[Kubernetes, Production Readiness Checklist, Kubernetes Best Practices]

Kubernetes in Production: Best Practices and Checklist for Multi-Tenancy

In this instalment of our Kubernetes best practices series we review the concepts of Kubernetes tenants and multi-tenancy, identify the challenges that have to be overcome and outline best practices for DevOps and cluster admins operating multi-tenant Kubernetes clusters.

Hasham Haider

Hasham Haider

April 20, 2020

7 minute read

Multi tenancy is a hot topic these days in the cloud native Kubernetes world. We experienced this increased interest first hand at KubeCon Barcelona back in May last year and more recently at KubeCon San Diego. Both Kubecon’s had a total of 12 sessions and talks dedicated to multi-tenant Kubernetes.

Multi-tenancy is a hard nut to crack in the context of Kubernetes. This is supported by the results of a survey we conducted where 74% of respondents indicated the use of separate clusters for individual teams, projects and environments. One reason for this are the security and resource isolation challenges that come with multi-tenant Kubernetes clusters.

In this article we will briefly review the concepts of Kubernetes tenants and multi-tenancy, identify the challenges that have to be overcome and outline best practices for DevOps and cluster admins operating multi-tenant Kubernetes clusters.

What is a Kubernetes Tenant?

The Kubernetes multi-tenancy SIG defines a tenant as representing a group of Kubernetes users that has access to a subset of cluster resources (compute, storage, networking, control plane and API resources) as well as resource limits and quotas for the use of those resources. Resource limits and quotas lay out tenant boundaries.
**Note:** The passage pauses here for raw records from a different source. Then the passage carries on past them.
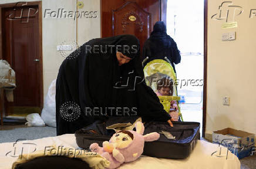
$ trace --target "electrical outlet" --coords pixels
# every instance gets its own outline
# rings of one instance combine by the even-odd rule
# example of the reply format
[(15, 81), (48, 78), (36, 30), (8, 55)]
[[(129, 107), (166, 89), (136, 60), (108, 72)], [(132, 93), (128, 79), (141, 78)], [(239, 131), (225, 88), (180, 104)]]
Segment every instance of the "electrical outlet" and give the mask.
[(222, 33), (221, 40), (222, 41), (228, 40), (228, 33)]
[(230, 97), (223, 97), (223, 105), (230, 105)]
[(228, 33), (228, 40), (235, 40), (235, 32)]

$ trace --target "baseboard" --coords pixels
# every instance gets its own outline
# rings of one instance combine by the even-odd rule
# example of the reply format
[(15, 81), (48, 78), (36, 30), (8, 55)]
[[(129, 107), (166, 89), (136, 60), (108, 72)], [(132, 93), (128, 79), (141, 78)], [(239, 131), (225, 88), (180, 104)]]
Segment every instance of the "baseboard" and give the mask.
[[(210, 131), (206, 131), (204, 134), (204, 138), (207, 140), (208, 141), (212, 143), (213, 142), (213, 133), (210, 133)], [(254, 134), (254, 146), (256, 147), (256, 134)]]

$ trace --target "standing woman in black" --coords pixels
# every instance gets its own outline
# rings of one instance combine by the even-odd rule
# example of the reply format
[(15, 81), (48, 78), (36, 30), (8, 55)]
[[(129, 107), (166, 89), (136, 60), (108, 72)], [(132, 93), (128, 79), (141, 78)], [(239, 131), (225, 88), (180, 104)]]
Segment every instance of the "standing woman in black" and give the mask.
[(93, 39), (63, 62), (56, 84), (57, 135), (74, 133), (113, 116), (109, 111), (90, 115), (86, 108), (136, 107), (143, 120), (173, 126), (154, 92), (142, 80), (139, 46), (138, 39), (130, 35)]
[(167, 57), (176, 72), (174, 63), (180, 62), (180, 50), (173, 39), (166, 33), (166, 26), (163, 21), (154, 24), (150, 37), (144, 43), (142, 59), (147, 56), (149, 59), (144, 63), (144, 66), (153, 60), (164, 60)]

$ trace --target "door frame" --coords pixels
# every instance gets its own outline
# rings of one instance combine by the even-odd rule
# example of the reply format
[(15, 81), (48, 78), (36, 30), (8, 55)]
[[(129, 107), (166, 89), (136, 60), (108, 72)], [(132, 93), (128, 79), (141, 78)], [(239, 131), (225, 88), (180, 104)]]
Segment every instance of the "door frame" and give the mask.
[(207, 102), (208, 0), (204, 0), (204, 86), (203, 89), (203, 137), (205, 137), (206, 136), (206, 111)]
[[(161, 1), (161, 21), (166, 24), (167, 2), (171, 0)], [(206, 126), (206, 111), (207, 99), (207, 21), (208, 0), (204, 1), (204, 86), (203, 89), (203, 128), (202, 137), (205, 137)]]
[[(39, 37), (38, 37), (38, 49), (39, 49), (39, 56), (38, 58), (39, 59), (39, 90), (40, 90), (40, 109), (41, 111), (42, 111), (43, 106), (43, 50), (42, 50), (42, 1), (32, 1), (32, 2), (26, 2), (26, 5), (37, 5), (38, 6), (38, 32), (39, 32)], [(3, 58), (3, 36), (2, 36), (2, 28), (3, 24), (2, 21), (2, 9), (6, 8), (11, 8), (14, 7), (16, 5), (18, 2), (15, 3), (9, 3), (9, 4), (0, 4), (0, 59), (2, 59)], [(0, 102), (3, 102), (1, 100), (2, 99), (0, 99)], [(6, 103), (6, 100), (4, 101), (4, 103)], [(6, 104), (4, 104), (4, 109), (5, 110), (5, 113), (8, 112), (6, 111)], [(0, 111), (1, 111), (0, 110)], [(5, 114), (6, 116), (8, 116), (8, 114)]]

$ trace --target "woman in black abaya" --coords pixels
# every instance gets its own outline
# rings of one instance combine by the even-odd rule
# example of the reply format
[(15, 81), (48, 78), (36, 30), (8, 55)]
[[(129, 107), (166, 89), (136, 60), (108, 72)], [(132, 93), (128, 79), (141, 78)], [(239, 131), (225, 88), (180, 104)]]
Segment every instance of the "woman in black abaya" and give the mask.
[[(139, 40), (130, 35), (93, 39), (63, 62), (56, 87), (57, 135), (74, 133), (97, 119), (111, 118), (114, 114), (107, 107), (136, 107), (137, 116), (144, 120), (172, 126), (158, 97), (143, 80), (139, 46)], [(87, 113), (95, 107), (102, 107), (104, 116)]]
[(180, 50), (174, 40), (166, 33), (166, 26), (163, 21), (157, 22), (154, 25), (150, 37), (144, 43), (142, 59), (147, 56), (149, 59), (144, 63), (154, 59), (164, 59), (167, 57), (175, 72), (174, 64), (180, 62)]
These boundaries extend to the control plane allowing for grouping of the resources owned by the tenant, limited access or visibility to resources outside of the control plane domain and tenant authentication.

What is multi-tenancy in Kubernetes?

Multi-tenant Kubernetes clusters are one’s that share cluster resources among tenants. Based on the definition provided earlier, tenants can be anything from groups of users to distributed teams, customers, applications, departments or projects. Examples include multiple distributed DevOps teams deploying applications to the same cluster, staging and production environments residing on the same cluster, Kubernetes clusters being shared among multiple end-users or customers and multiple applications or workloads sharing a cluster’s resources.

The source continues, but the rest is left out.